Die Brisanz des Urteils speist sich aber aus einer ganz anderen Quelle: Das Landgericht Essen sieht keinen Grund für eine Verschlüsselung. Täglich werden wichtige Dokumente auf den Postweg verschickt, weshalb sich den Richtern nicht erschließt, warum für USB-Sticks eine Verschlüsselungspflicht bestehen sollte, wenn dies auf Dokumenten-Ausdrucke – beispielsweise Steuerbescheide – nicht zutrifft. Hier sei kein Unterschied zwischen digitalen und analogen Medien in Bezug auf ein Sicherheitsverfahren zu machen. Zudem weisen die Richter darauf hin, dass der Untergang des Sticks, wie es im korrekten Juristendeutsch heißt, auf dem Postweg, nicht im Bankgebäude erfolgte. Und weil die Kläger nach Ansicht des Gerichts nicht hinreichend darlegen konnten, wie ihnen ein erheblicher immaterieller Schaden entstanden sei, wurde auch der Anspruch auf Schadensersatz verneint.

Was folgt als Nächstes?

So mancher Datenschutz-Aktivist interpretiert das Landgerichtsurteil sehr großzügig und folgert, dass man nun auch andere Formen von Datenübermittlung nicht eigens für den Transportweg verschlüsseln müsse. Diese würde auch E-Mails betreffen. Interessant in diesem Zusammenhang ist ein Urteil des Mainzer Verwaltungsgerichts, das die Verschlüsselungspflicht von Berufsgeheimnisträgern beim E-Mail-Versand vom Risiko abhängig macht. (Urteil vom 17.12.2020 (Az. 1 K 778/19.MZ). Prozessbeobachter auf Datenschutzseite bleibt vorerst die Warnung, schon deshalb umfangreich zu verschlüsseln, um sich die Meldepflicht zu ersparen. Andererseits: Überträgt man die Maximalforderung nach Verschlüsselung personenbezogener Daten zum Beispiel auf Arztschreiben oder Steuer- und Rentenbescheide, dürfte deren Übermittlung auf dem Postweg kaum noch praktikabel sein. Hier schließt sich auch die Frage nach einer angemessenen Verpackung an.

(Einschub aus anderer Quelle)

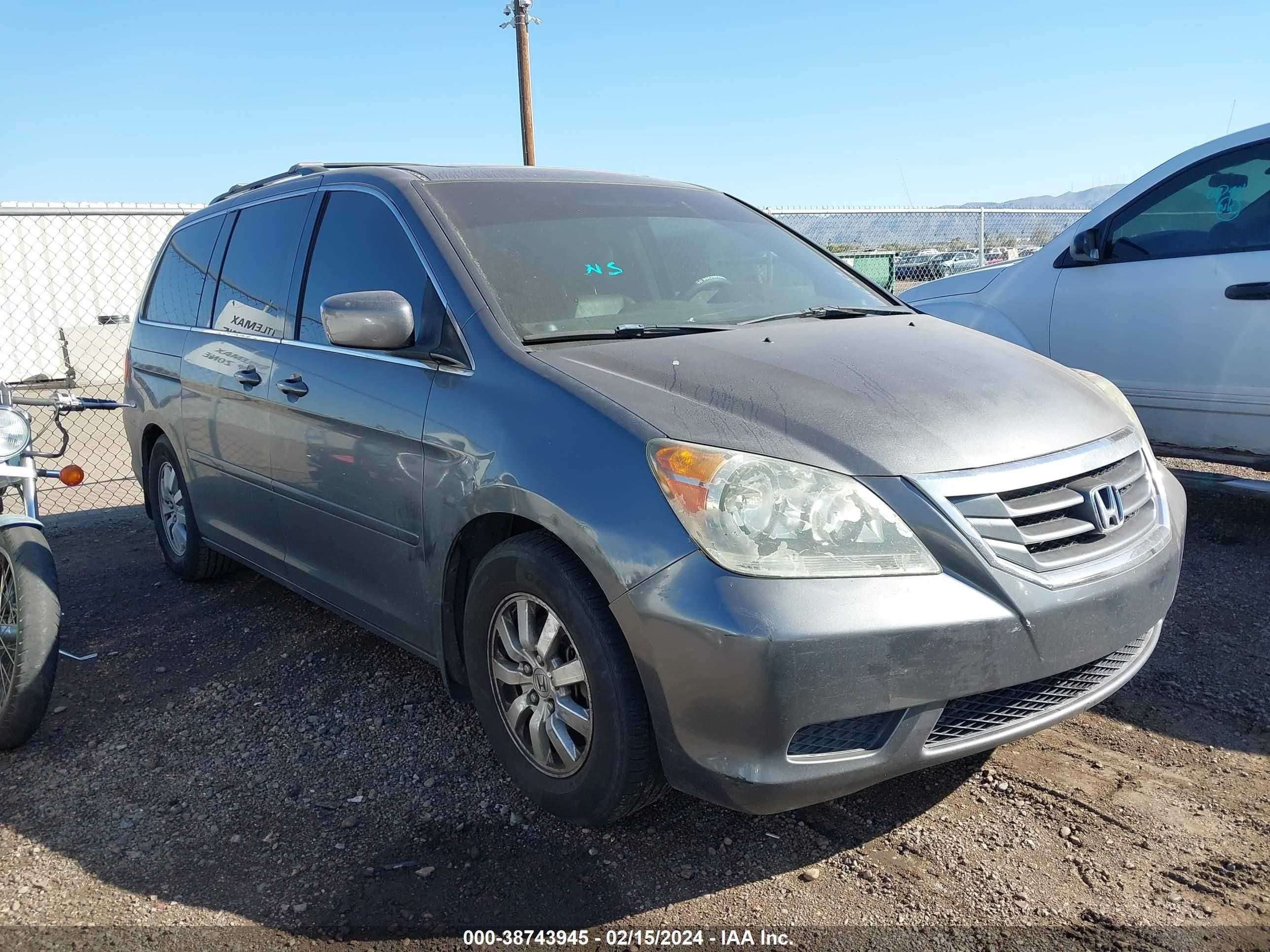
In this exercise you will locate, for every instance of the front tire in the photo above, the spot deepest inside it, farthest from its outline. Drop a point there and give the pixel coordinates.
(30, 622)
(556, 684)
(179, 539)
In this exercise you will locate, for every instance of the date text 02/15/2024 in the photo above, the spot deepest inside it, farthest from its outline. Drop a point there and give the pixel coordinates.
(625, 937)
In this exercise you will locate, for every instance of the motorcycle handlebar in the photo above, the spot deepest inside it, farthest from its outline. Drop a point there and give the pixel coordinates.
(73, 404)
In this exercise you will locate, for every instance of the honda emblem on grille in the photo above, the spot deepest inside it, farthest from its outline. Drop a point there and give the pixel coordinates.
(1106, 507)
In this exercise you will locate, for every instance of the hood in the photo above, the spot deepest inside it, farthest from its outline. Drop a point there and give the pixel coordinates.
(963, 283)
(870, 397)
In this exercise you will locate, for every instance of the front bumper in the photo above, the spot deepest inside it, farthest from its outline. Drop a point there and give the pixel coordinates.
(735, 667)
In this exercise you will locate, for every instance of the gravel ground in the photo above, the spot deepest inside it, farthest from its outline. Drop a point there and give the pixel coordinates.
(238, 757)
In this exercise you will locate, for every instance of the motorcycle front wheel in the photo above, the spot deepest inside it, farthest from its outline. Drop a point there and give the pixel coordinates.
(30, 621)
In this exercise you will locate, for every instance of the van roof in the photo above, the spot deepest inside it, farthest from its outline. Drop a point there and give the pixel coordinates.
(451, 173)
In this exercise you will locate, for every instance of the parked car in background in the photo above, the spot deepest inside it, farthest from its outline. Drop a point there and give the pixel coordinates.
(670, 492)
(958, 262)
(920, 267)
(1164, 289)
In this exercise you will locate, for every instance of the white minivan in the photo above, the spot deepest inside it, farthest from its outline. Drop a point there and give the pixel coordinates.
(1164, 289)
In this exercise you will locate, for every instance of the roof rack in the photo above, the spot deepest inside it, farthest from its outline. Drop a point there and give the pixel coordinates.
(298, 169)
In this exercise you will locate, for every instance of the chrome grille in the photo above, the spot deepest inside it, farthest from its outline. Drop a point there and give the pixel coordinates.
(1055, 525)
(867, 733)
(980, 714)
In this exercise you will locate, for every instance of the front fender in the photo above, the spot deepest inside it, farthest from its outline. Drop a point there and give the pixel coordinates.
(978, 316)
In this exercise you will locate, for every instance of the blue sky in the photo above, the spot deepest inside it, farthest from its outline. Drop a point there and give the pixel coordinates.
(784, 103)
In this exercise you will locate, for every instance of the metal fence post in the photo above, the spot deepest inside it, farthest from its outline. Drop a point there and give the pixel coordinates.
(982, 259)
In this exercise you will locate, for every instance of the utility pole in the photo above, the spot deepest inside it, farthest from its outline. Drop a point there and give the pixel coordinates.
(520, 13)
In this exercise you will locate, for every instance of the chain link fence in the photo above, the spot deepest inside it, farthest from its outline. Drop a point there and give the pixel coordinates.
(71, 277)
(900, 248)
(70, 281)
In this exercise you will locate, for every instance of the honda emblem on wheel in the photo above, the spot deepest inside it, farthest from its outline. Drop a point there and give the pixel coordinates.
(1106, 507)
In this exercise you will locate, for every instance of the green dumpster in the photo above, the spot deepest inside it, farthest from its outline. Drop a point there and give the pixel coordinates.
(879, 267)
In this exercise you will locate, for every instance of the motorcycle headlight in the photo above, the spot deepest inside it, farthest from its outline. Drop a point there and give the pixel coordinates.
(14, 433)
(1113, 393)
(757, 516)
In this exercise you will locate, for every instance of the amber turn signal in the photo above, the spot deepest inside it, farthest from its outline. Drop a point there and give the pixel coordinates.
(685, 473)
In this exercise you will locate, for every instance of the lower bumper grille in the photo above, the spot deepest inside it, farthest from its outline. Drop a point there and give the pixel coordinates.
(980, 714)
(867, 733)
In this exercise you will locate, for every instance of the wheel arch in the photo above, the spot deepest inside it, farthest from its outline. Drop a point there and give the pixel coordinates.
(149, 437)
(473, 543)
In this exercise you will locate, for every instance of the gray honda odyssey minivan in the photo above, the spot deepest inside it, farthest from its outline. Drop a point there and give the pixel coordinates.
(673, 495)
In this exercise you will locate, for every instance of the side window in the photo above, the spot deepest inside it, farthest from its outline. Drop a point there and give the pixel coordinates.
(178, 285)
(361, 247)
(252, 294)
(1221, 205)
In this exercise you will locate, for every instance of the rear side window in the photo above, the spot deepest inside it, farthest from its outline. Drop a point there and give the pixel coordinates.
(361, 247)
(252, 294)
(178, 283)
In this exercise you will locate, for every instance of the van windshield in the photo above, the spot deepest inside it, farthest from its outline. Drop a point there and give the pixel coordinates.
(588, 257)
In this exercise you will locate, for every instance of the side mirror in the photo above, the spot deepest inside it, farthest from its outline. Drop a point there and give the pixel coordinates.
(1085, 247)
(375, 320)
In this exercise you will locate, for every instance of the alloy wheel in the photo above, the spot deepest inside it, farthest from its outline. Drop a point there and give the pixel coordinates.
(540, 684)
(172, 508)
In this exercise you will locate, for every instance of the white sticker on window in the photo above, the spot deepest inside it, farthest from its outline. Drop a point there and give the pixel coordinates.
(244, 319)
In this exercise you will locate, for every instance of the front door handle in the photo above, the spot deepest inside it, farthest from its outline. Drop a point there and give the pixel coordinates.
(294, 386)
(1255, 291)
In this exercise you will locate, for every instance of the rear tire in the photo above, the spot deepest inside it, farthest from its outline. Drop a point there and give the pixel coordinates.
(30, 621)
(619, 771)
(179, 539)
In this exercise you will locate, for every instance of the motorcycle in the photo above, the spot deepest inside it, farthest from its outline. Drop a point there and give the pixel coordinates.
(30, 606)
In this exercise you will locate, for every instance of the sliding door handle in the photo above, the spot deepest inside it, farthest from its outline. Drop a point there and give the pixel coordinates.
(1254, 291)
(294, 386)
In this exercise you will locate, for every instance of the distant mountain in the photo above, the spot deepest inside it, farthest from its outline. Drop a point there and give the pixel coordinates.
(948, 228)
(1086, 199)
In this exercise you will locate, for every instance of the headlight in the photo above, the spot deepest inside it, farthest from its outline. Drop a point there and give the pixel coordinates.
(1121, 400)
(757, 516)
(14, 433)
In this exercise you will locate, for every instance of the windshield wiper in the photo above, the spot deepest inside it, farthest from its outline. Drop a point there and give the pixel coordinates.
(830, 312)
(624, 332)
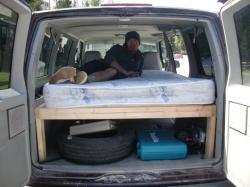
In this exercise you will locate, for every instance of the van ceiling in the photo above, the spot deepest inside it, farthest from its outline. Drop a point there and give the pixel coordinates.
(105, 28)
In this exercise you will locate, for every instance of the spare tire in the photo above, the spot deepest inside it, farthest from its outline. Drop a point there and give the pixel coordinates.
(97, 148)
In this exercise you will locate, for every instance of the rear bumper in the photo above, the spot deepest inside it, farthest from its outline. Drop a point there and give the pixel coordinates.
(147, 178)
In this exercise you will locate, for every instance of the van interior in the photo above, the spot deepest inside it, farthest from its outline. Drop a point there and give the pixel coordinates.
(182, 45)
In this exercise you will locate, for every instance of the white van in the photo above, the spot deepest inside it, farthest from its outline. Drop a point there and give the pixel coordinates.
(215, 50)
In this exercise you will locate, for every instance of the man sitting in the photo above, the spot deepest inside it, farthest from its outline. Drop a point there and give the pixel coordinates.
(120, 62)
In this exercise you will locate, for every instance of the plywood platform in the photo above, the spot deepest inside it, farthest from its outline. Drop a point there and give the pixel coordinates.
(126, 112)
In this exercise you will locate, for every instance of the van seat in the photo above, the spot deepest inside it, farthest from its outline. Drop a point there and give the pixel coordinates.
(152, 61)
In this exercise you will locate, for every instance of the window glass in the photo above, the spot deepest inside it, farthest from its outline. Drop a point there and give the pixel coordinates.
(78, 54)
(8, 22)
(148, 47)
(203, 54)
(242, 23)
(47, 46)
(63, 51)
(180, 54)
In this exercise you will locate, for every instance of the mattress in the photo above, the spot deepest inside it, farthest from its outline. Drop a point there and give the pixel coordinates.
(153, 87)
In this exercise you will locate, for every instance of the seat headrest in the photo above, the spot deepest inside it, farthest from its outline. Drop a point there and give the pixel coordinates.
(152, 61)
(91, 55)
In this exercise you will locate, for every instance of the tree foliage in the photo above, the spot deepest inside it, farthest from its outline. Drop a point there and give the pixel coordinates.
(35, 4)
(63, 4)
(92, 3)
(177, 44)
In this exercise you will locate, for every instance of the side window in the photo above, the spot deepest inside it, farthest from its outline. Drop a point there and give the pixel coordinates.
(242, 23)
(8, 22)
(203, 54)
(180, 54)
(63, 51)
(145, 47)
(78, 54)
(44, 59)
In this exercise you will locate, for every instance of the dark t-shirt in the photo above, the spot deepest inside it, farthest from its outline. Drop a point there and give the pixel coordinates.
(128, 60)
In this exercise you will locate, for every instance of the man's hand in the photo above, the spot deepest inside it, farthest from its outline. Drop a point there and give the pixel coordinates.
(133, 74)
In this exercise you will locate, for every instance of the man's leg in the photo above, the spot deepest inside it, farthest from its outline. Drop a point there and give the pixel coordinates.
(104, 75)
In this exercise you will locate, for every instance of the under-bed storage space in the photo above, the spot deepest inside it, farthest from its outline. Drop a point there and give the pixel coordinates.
(126, 112)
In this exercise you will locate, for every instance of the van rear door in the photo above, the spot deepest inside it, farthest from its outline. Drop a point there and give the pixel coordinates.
(235, 17)
(15, 166)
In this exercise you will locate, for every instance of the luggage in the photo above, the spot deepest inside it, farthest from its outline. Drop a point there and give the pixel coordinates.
(159, 145)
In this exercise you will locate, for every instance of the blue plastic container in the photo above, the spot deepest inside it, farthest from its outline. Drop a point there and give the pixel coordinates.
(159, 145)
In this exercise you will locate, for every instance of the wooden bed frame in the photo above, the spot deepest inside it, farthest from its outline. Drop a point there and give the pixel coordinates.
(126, 112)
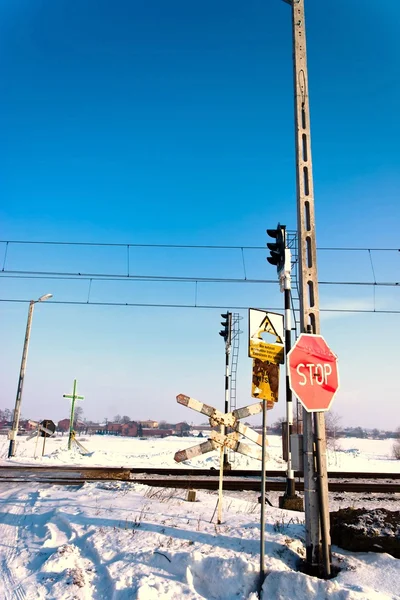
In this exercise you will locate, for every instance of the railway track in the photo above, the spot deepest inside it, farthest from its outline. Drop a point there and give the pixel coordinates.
(195, 478)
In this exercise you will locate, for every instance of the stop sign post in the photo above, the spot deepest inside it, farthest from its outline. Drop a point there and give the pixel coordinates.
(313, 372)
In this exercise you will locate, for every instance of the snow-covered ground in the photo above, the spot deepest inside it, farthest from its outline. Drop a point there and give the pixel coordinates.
(120, 540)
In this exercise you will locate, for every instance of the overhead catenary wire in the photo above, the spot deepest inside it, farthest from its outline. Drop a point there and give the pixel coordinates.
(186, 246)
(199, 306)
(66, 276)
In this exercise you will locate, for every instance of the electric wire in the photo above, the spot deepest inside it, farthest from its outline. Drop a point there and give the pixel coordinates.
(200, 306)
(187, 246)
(58, 275)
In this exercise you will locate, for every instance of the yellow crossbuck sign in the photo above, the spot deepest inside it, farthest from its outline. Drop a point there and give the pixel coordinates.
(218, 440)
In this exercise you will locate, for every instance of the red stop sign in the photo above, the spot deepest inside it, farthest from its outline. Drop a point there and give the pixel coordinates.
(313, 372)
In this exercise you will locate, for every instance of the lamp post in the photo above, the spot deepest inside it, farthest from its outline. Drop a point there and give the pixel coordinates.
(17, 410)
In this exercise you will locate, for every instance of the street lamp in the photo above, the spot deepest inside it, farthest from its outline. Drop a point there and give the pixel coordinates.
(17, 410)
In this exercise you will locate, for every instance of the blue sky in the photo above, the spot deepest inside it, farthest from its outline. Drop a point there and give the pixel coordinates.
(172, 123)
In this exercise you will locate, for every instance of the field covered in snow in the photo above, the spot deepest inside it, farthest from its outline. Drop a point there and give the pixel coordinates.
(121, 540)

Im Ergebnis mahnt das Urteil durchaus zur Vorsicht im Hinblick auf die Form des Versands und die Sicherheit der Kuvertierung. Das Urteil ist in jedem Fall ein wichtiger Schritt bei der Auslotung von Grauzonen und der Lösungsfindung im Sinne eines an der Lebenswirklichkeit orientierten Datenschutzes.